Así que se disolvió el duelo y se quedó sola la viudita, toda suspirona y
gemebunda, Ta-Hio se le acercó y comenzó a decirle, en muy discretas y
compuestas razones, que no era cuerdo afligirse de aquel modo tan rabioso y
nocivo a la salud; que sin ofensa de las altas prendas y singulares méritos del
fallecido maestro, la noble Pan-Siao debía hacerse cargo de que su propia vida
también tenía un valor infinito y que todo cuanto llorase y se desesperase no
serviría para devolver el soplo de la existencia al ilustre y luminoso Li-Kuan.
Respondió la
viuda con sollozos, declarando que para ella no había en el mundo consuelo,
además de que su inútil vida nada importaba desde que faltaba lo único en que
la tenía puesta; y entonces el discípulo, con amorosa turbación y palabras algo
trabadas -en tales casos son mejores que muy hilados discursos, dijo que,
puesto que ningún hombre del mundo valiese lo que Li-Kuan, alguno podría haber
que no le cediese la palma en adorar a la bella Pan-Siao; que si en vida del
maestro guardaba silencio por respetos altísimos, ahora quería, por lo menos,
desahogar su corazón, aunque le costase ser arrojado del paraíso, que era donde
Pan-Siao respiraba, y que si al cabo había de morir de amante silencioso,
prefería morir de rigores, acabando su declaración con echarse a los diminutos
pies de la viuda, la cual, lánguida y algo llorosa aún, tratándole de loquillo,
le alzó gentilmente del suelo, asegurando benignamente que merecía, en efecto,
ser echado a la calle, y que si ella no lo hacía, era sólo en memoria de la
mucha estimación en que tenía a su discípulo el luminoso difunto.
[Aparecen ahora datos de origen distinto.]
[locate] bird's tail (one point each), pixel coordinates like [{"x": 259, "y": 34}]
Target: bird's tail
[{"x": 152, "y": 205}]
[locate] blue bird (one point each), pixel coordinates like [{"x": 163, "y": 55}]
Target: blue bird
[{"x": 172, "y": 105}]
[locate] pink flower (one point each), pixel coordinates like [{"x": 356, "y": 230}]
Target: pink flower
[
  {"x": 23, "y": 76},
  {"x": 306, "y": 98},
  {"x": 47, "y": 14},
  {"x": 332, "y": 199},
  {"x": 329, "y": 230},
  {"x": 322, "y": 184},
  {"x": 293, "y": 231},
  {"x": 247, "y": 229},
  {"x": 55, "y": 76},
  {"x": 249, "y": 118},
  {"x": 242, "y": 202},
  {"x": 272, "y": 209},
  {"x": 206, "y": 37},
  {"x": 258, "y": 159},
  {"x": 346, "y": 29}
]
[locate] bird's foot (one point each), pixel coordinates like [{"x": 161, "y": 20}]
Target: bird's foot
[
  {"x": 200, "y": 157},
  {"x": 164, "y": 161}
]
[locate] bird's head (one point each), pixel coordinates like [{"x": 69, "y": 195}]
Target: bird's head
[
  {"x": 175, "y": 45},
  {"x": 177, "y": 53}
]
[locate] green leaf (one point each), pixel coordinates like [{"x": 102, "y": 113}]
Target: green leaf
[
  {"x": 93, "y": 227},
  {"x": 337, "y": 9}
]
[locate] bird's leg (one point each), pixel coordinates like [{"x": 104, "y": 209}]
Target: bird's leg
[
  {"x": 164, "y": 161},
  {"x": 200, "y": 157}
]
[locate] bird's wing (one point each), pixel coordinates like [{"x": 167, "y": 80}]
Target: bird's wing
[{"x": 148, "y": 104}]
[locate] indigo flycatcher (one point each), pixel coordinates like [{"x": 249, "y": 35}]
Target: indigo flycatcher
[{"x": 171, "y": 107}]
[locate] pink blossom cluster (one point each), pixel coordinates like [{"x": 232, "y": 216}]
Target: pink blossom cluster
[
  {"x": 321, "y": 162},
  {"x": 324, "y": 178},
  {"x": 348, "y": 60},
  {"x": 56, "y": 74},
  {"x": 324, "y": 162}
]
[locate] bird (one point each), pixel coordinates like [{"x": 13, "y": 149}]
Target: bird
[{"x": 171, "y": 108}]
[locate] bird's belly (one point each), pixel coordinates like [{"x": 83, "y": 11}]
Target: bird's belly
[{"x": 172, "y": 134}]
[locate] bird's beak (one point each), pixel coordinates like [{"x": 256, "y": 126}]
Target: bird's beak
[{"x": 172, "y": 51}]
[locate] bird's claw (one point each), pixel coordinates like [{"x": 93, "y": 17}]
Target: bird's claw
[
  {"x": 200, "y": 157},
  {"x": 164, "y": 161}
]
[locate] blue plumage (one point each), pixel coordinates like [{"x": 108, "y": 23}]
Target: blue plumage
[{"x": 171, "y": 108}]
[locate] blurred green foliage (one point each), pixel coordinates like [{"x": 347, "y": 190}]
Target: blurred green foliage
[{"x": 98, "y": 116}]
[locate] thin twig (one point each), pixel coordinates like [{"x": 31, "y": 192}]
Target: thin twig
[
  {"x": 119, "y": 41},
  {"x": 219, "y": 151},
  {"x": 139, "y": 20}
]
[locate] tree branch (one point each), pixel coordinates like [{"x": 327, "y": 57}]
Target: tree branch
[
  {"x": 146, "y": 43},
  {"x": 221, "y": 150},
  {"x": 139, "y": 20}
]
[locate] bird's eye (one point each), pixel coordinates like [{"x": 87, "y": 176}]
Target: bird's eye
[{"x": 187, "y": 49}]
Y, sin duda,
la misma estimación y el mismo recuerdo fueron los que, de allí a poco -cuando
todavía por mucho que la abanicase, no estaría seca la tierra de la fosa de
Li-Kuan- impulsaron a su viuda a contraer vínculos eternos con el gallardo
Ta-Hio.
Vino la noche de
bodas, y al entrar los novios en la cámara nupcial, notó la esposa que el nuevo
esposo estaba no alegre y radiante, sino en extremo abatido y melancólico, y
que lejos de festejarla, callaba y se desviaba cuanto podía; y habiéndole
afanosamente preguntado la causa, respondió Ta-Hio con modestia que, le
asustaba el exceso de su dicha, y le parecía imposible que él, el último de los
mortales, hubiese podido borrar la imagen de aquel faro de ciencia, el ilustre
Li-Kuan. Tranquilizóle Pan-Siao con extremosas protestas, jurando que Li-Kuan
era, sin duda, un faro y un sapientísimo comentador de la profunda doctrina del
Libro de la razón suprema, pero que una cosa es el Libro de la razón
suprema y otra embelesar a las mujeres, y que a ella Li-Kuan no la había
embelesado ni miaja. Entonces Ta-Hio replicó que también le angustiaba mucho
estar advirtiendo los primeros síntomas de cierto mal que solía padecer, mal
gravísimo, que no sólo le privaba del sentido, sino que amenazaba su vida. Y
Pan-Siao, viéndole pálido, desencajado, con los ojos en blanco, agitado ya de
un convulsivo temblor...
-Mi sándalo
perfumado -le dijo, ¿con qué se te quita ese mal? Sépalo yo para buscar en los
confines del mundo el remedio.
-¡Ay mísero de
mí! ¡Que no se me quita el ataque sino aplicándome al corazón sesos de difunto!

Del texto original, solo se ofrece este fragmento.